2. Dispositif selon la revendication 1, dans lequel le moyen d'étalement de signal (102)
est mis en oeuvre pour étaler le signal audio (100) de sorte qu'un pas du signal audio
ne soit pas modifié.
3. Dispositif selon l'une des revendications précédentes, dans lequel le moyen d'étalement
de signal (102) ou l'autre moyen d'étalement de signal (202b) sont mis en oeuvre pour
étaler le signal audio de sorte qu'une durée temporelle du signal audio soit augmentée
et qu'une largeur de bande du signal audio étalé soit égale à une largeur de bande
du signal audio.
4. Dispositif selon l'une des revendications précédentes, dans lequel le moyen d'étalement
de signal (102) comprend un vocodeur de phase (202a, 202b, 202c).
5. Dispositif selon la revendication 4, dans lequel le vocodeur de phase est mis en oeuvre
dans un banc de filtres ou dans une mise en oeuvre de Transformée de Fourier.
6. Dispositif selon la revendication 1, dans lequel est présent un autre groupe d'un
autre vocodeur de phase (202c), un décimateur aval (205c) et un filtre passe-bande
aval (207c) qui sont réglés à un facteur d'étalement (k) différent de 2 et de 3, pour
générer un autre signal passe-bande qui peut être alimenté vers l'additionneur (209).
7. Dispositif selon l'une des revendications précédentes, dans lequel le filtre (107,
109) comprend un distorsionneur (109) mis en oeuvre pour réaliser la distorsion sur
base de paramètres spectrales transmis (713) décrivant une enveloppe spectrale d'une
bande supérieure.
8. Dispositif selon l'une des revendications précédentes, comprenant par ailleurs:
un détecteur de transitoires (250) mis en oeuvre pour commander le moyen d'étalement
de signal (102) ou le décimateur (105), lorsqu'une partie transitoire est détectée
dans le signal audio, pour réaliser (260) une opération de copie non harmonique ou
une opération de mise en miroir pour générer des parties spectrales supérieures
9. Dispositif selon l'une des revendications précédentes, comprenant par ailleurs:
un module de correction de tonalité/bruit (109a) qui est mis en oeuvre pour manipuler
une tonalité ou un bruit du signal passe-bande ou d'un signal passe-bande distorsionné.
10. Dispositif selon l'une des revendications précédentes, dans lequel le moyen d'étalement
de signal (102) comprend une pluralité de canaux de filtre, chaque canal de filtre
comprenant un filtre destiné à générer un signal de grandeur variable dans le temps
(557) et un signal de fréquence variable dans le temps (560) et un oscillateur (502)

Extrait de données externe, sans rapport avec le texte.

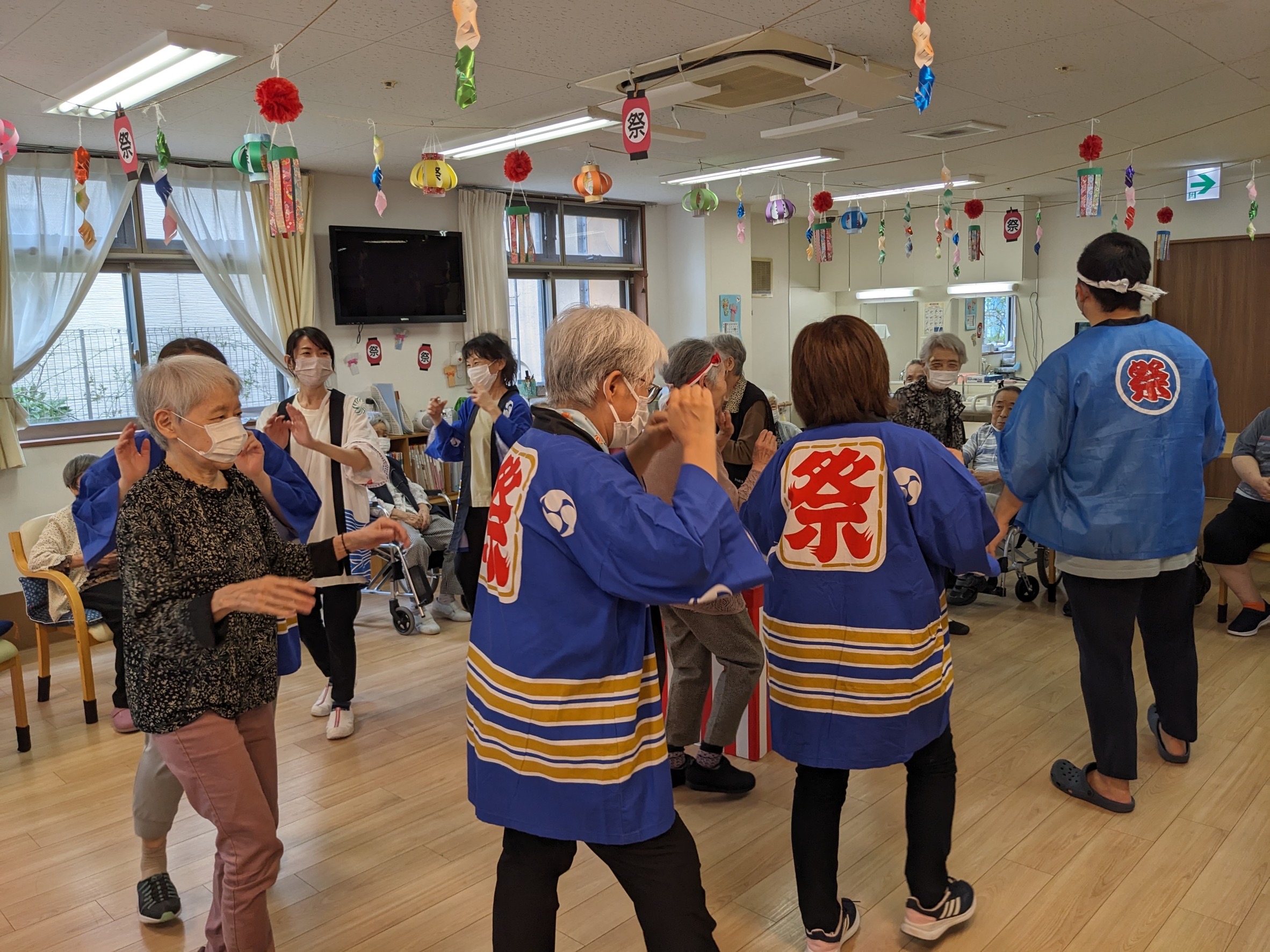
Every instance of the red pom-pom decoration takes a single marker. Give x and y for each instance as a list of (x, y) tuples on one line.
[(278, 99), (1091, 148), (517, 165)]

pouvant être commandé par les signaux variable dans le temps, dans lequel chaque canal
de filtre comprend un interpolateur destiné à interpoler le signal de grandeur variable
dans le temps (A(t)) pour obtenir un signal de grandeur variable dans le temps interpolé
(A'(t)), ou un interpolateur destiné à interpoler le signal de fréquence par le facteur
d'étalement (104) pour obtenir un signal de fréquence interpolé, et
dans lequel l'oscillateur (502) de chaque canal de filtre est mis en oeuvre pour être
commandé par le signal de grandeur interpolé ou par le signal de fréquence interpolé.

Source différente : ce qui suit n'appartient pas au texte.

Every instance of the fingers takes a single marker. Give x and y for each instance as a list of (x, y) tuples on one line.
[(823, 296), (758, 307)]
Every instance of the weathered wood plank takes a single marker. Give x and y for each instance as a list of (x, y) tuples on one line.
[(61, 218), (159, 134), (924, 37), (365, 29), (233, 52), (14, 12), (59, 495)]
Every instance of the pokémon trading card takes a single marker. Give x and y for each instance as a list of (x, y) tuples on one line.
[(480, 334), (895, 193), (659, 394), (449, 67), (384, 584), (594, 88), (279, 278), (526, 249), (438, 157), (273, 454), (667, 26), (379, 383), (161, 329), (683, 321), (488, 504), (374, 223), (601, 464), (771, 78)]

11. Dispositif selon l'une des revendications 1 à 11, dans lequel le moyen d'étalement
de signal (102) comprend:
un processeur de FFT (600) destiné à générer des spectres successifs pour des blocs
se recouvrant d'échantillons temporels du signal audio, dans lequel les blocs se recouvrant
sont espacés l'un de l'autre d'une première distance de temps (a);
un processeur d'IFFT destiné à transformer des spectres successifs d'une gamme de
fréquences à la plage temporelle pour générer des blocs se recouvrant d'échantillons
temporels espacés l'un de l'autre d'une deuxième distance de temps (b) qui est supérieure
à la première distance (a); et
un rééchelonneur de phase (606) destiné à remettre à échelle les phases des valeurs
spectrales des séquences de spectres de FFT générés selon un rapport entre la première
distance (a) et la deuxième distance (b).

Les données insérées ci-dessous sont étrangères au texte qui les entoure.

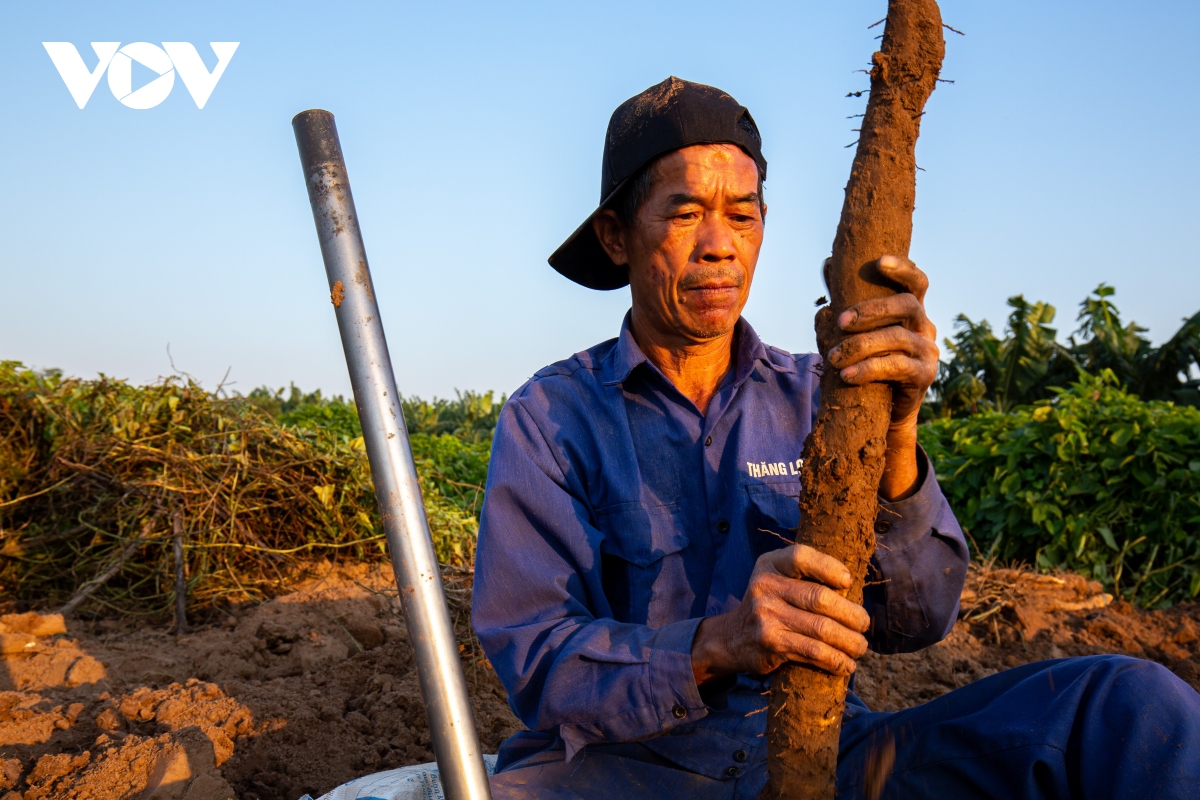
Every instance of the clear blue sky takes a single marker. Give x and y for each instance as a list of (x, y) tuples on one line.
[(1065, 155)]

12. Procédé pour une extension de largeur de bande d'un signal audio (100), comprenant
le fait de:
générer (102) une version du signal audio comme signal temporel étalé dans le temps
d'un premier facteur d'étalement de 2 pour obtenir un premier signal étalé;
étaler le signal audio (100) d'un deuxième facteur d'étalement de 3 pour obtenir un
deuxième signal étalé;
décimer (105) le premier signal étalé d'un premier facteur de décimation de 2 pour
obtenir un premier signal audio décimé;
décimer par ailleurs le deuxième signal étalé d'un deuxième facteur de décimation
de 3 pour obtenir un deuxième signal audio décimé;
extraire (107, 109) un premier signal passe-bande du premier signal audio décimé (106),
le premier signal passe-bande contenant une plage de fréquences qui est comprise entre
une fréquence maximale du signal audio (100) et deux fois la fréquence maximale du
signal audio (100), ou extraire un premier signal passe-bande du signal audio avant
la génération (102), où le premier signal passe-bande contient, après la génération
(102) et la décimation (105), une plage de fréquences qui est comprise entre la fréquence
maximale du signal audio (100) et deux fois la fréquence maximale du signal audio
(100),
extraire un deuxième signal passe-bande du deuxième signal décimé contenant une plage
de fréquences qui est comprise entre deux fois la fréquence maximale du signal audio
(100) et trois fois la fréquence maximale du signal audio (100), ou extraire un deuxième
signal passe-bande du signal audio avant l'étalement, où le deuxième signal passe-bande
présente, après l'étalement et l'autre décimation, une plage de fréquences qui est
comprise entre deux fois la fréquence maximale du signal audio (100) et trois fois
la fréquence maximale du signal audio (100); et
combiner (111) les premier et deuxième signaux passe-bande ou les premier et deuxième
signaux décimés avec le signal audio (100) pour obtenir le signal de combinaison (112)
étendu quant à sa largeur de bande d'un facteur de 3;
dans lequel les premier et deuxième signaux passe-bande sont distorsionnés de sorte
que les premier et deuxième signaux passe-bande comprennent une enveloppe prédéterminée;
ou les premier et deuxième signaux audio décimés sont distorsionnés de sorte que les
premier et deuxième signaux audio décimés comprennent une enveloppe prédéterminée;
ou le signal de combinaison est distorsionné de sorte que le signal de combinaison
comprenne une enveloppe prédéterminée.
13. Programme d'ordinateur présentant un code de programme pour réaliser le procédé selon
la revendication 12 lorsque le programme d'ordinateur est exécuté sur un ordinateur.